In America, the Dummy Controls the Ventriloquist

Ventriloquist DummyEarlier this week, I wrote about the movie Cradle Will Rock. It really is a good film and an indication of this is that I had totally forgotten that I had already written about the film. I was still thinking, I’ve got to figure out how to write about the film. And this morning, it hit me, “My Suitcase and a Clown.” But all it really meant was that I have more to say about the movie. For a general discussion of it, go and read what I wrote.

I write songs and in my lifetime, I’ve certainly written over a hundred and very likely double that. My style was always a bit unusual, but in the last decade it has gotten to the point where it is mostly bizarre—or at least that’s the case in the songs I most love. I can still write a blues song. Not that long ago, I wrote a song in iambic pentameter called, “Angela’s Drilling a Hole.” (Regardless what you think, it’s not about that.) And I can still grind out the kind of post-punk I cut my teeth on like a song all my friends hate, “Jimmy Burned His Hand.” (That one probably is what you think, as long as you assume he did it intentionally and that there are lots more like him.) But these more recent ones—the bizarre ones—are, according to those who have heard parts of them, unlistenable.

As far as I can tell, they are unpleasant (But not to me!) because they are highly syncopated and repetitive. They are, in fact, the kinds of songs I tried to write when I first started writing songs. But people told me that they weren’t songs. And they were right: they were more along the lines of chants—but really “in your face” chants. The first of these more recent “bizarre” songs I remember writing was, “You Make Me Want to Be a Meat Inspector.” (You can probably guess that’s a love song, but you probably misunderstand the meaning of “meat.” Don’t think sex, think 1 Corinthians 13:11.)

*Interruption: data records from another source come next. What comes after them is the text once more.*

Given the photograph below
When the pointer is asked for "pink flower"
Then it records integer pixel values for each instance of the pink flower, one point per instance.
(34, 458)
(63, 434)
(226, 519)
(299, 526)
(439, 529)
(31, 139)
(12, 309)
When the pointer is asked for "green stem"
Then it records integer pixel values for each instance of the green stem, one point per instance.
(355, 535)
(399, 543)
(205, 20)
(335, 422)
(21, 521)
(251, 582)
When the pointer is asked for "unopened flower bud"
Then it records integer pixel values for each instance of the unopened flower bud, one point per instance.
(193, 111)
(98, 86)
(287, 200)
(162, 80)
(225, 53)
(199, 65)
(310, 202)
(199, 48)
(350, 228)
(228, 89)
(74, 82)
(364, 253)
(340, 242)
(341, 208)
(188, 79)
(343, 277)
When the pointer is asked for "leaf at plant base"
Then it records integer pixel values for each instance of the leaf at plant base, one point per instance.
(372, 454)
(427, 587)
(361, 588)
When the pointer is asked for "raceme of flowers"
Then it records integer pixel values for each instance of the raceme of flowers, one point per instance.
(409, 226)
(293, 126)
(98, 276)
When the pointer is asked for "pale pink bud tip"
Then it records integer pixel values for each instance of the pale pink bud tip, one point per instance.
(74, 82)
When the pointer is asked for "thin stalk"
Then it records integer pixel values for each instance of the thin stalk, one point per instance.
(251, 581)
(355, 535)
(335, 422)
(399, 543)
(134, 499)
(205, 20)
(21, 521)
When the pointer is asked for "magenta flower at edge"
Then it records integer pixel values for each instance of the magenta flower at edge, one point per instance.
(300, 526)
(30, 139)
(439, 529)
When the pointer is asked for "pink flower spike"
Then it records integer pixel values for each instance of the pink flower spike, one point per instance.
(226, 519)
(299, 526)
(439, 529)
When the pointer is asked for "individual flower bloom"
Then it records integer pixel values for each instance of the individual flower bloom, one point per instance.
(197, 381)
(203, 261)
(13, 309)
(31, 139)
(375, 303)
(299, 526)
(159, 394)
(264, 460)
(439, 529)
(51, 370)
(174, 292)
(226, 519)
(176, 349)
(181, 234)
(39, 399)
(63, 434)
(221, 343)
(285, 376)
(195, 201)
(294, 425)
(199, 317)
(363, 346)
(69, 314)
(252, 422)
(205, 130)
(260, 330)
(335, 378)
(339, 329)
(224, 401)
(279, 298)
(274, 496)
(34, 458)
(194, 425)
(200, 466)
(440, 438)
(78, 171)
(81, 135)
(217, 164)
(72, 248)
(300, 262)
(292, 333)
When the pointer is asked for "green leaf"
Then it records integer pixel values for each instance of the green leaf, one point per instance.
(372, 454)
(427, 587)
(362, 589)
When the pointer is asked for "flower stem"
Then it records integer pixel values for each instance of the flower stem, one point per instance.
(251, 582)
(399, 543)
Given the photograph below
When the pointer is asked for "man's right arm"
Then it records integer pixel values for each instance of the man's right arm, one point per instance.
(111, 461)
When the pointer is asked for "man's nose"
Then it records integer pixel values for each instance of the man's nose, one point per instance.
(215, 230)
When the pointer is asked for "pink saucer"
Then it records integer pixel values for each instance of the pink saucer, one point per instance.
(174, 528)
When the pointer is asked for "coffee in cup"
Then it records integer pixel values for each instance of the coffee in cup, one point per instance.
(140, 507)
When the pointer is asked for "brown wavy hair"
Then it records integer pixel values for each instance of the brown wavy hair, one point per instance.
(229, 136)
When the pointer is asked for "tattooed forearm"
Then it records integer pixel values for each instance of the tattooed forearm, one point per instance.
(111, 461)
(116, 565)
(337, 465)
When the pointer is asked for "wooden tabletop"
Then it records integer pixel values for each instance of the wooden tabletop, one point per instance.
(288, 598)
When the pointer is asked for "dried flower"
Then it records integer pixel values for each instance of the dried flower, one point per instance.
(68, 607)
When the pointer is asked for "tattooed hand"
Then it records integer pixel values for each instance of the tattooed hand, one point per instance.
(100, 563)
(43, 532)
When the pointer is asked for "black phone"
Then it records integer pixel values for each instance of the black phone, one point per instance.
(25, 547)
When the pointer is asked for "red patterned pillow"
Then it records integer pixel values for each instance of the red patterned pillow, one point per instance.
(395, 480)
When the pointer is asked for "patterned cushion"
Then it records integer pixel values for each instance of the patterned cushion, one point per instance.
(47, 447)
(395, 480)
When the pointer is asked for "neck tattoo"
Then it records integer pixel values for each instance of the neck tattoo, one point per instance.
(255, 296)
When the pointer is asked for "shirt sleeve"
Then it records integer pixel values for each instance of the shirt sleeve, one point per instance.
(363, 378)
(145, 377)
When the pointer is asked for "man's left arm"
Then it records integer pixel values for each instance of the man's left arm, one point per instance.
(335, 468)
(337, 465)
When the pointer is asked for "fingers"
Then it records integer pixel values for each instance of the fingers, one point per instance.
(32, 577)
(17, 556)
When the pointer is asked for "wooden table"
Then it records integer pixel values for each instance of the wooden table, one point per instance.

One of the problems with these songs is that I so love them that I never really finish them. They’re like those old Bob Dylan tunes that have dozens of verses. But because no one is paying me or even willing to listen, I never have to stop. And that brings me to “My Suitcase and a Clown.” Obviously, this is about a a labor dispute between a ventriloquist and his “dummy.” Okay, it isn’t obvious at all, but that’s what it’s about. The “clown” in the title is the ventriloquist, not the “dummy.” Just like the labor struggles of old, it starts violent, but it ends with respect and profit sharing.

As you know if you’ve read my other article on Cradle Will Rock, Bill Murray plays Tommy Crickshaw, an old vaudeville ventriloquist. He is one of the anti-communists, but it is pretty clear in the film that the main reason he testifies against the FTP that he is part of, is that he has fallen in love with Hazel Huffman (Joan Cusack). But his testimony has put him out of job and now all the other artists hate him. He’s in his dressing room talking to his puppet and it is implied that Crickshaw used to be a communist himself. And then we get the following scene (don’t worry about the length, it is cued to the right part):

And then we know. He sings (as his puppet) “The Internationale”[1] by heart. He was a communist. And he is lost. We only see him very briefly later where he and Huffman meet, perhaps implying a relationship, but they both seem broken by the experience.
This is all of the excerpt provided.